Key Numerical Results

The paper provides comprehensive numerical evaluations highlighting the superiority of the CNN-based methods over conventional non-ideal minimum mean-squared error (MMSE) estimation techniques. Notably, the proposed methods achieve results close to those of the ideal MMSE estimator, which are typically impractical for real-world implementations.

  • The SF-CNN and SFT-CNN outperform the non-ideal MMSE estimator with reduced computational complexity.
  • The SPR-CNN approach achieves performance on par with the SF-CNN and SFT-CNN, despite using significantly fewer pilots.

Implications and Future Directions

Practically, the deployment of CNN-based channel estimation frameworks in mmWave massive MIMO systems holds potential for efficiently managing the challenge of high data rate demands while minimizing system complexity and resource consumption. The robustness demonstrated by these deep learning models across different propagation scenarios positions them as a viable solution in varying operational environments.

Theoretically, this research paves the way for further exploration into the use of machine learning, particularly deep learning, for signal processing tasks in telecommunications. The methodologies established here could inspire additional studies examining alternative neural network architectures or hybrid models that integrate the strengths of different ML techniques.

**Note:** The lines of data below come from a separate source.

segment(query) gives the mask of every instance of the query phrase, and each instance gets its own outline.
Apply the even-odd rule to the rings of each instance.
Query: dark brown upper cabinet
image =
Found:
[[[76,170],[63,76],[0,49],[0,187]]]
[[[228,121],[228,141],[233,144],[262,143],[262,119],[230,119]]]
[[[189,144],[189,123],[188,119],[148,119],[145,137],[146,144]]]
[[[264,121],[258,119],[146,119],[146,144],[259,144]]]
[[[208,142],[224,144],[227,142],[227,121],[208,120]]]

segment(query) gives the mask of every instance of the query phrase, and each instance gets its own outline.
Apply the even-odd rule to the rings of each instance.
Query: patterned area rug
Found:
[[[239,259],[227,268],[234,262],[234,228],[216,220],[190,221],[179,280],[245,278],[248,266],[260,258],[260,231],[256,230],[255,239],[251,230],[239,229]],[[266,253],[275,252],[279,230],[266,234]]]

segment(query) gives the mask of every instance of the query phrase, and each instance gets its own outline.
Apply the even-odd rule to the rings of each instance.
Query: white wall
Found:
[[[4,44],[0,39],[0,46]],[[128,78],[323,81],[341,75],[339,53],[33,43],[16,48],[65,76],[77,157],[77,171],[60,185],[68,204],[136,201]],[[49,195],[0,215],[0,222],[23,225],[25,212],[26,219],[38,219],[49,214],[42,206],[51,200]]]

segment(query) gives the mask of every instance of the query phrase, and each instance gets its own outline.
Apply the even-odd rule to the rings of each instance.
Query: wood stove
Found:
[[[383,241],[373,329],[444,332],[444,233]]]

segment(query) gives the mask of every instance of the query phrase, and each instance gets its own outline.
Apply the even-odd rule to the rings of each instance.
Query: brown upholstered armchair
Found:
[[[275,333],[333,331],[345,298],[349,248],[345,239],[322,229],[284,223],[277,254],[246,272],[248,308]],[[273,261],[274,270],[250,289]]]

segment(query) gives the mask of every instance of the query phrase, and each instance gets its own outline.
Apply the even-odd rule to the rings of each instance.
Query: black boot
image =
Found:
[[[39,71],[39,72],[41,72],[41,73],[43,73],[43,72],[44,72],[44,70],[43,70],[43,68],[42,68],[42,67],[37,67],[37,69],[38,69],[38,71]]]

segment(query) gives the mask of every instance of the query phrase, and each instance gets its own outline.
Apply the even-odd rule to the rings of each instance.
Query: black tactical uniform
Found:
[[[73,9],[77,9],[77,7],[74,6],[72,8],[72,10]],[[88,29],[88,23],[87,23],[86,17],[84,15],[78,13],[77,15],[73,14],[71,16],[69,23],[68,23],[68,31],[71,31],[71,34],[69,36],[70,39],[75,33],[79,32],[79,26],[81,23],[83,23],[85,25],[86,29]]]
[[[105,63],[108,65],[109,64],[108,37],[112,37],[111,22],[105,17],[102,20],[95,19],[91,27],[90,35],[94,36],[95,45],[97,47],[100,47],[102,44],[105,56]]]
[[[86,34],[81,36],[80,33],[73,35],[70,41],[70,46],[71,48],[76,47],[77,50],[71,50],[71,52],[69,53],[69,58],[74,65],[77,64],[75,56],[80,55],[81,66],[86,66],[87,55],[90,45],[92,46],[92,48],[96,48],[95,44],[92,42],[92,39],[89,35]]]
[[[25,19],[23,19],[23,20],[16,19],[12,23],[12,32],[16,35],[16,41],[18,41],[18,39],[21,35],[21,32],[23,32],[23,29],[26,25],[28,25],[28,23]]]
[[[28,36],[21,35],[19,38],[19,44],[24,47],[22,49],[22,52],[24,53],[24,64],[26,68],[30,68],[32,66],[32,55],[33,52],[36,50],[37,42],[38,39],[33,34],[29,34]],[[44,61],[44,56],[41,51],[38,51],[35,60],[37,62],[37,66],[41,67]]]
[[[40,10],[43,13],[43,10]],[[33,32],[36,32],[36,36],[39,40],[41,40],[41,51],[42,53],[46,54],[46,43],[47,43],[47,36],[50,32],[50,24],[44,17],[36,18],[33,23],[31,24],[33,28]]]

Looking forward, as the field of artificial intelligence continues to evolve, it is anticipated that the role of AI in optimizing wireless communication systems will expand. Further advancements could involve the development of more adaptive ML models capable of real-time learning and adjustment to dynamic channel conditions, thus enhancing the efficiency and effectiveness of wireless communication systems even further.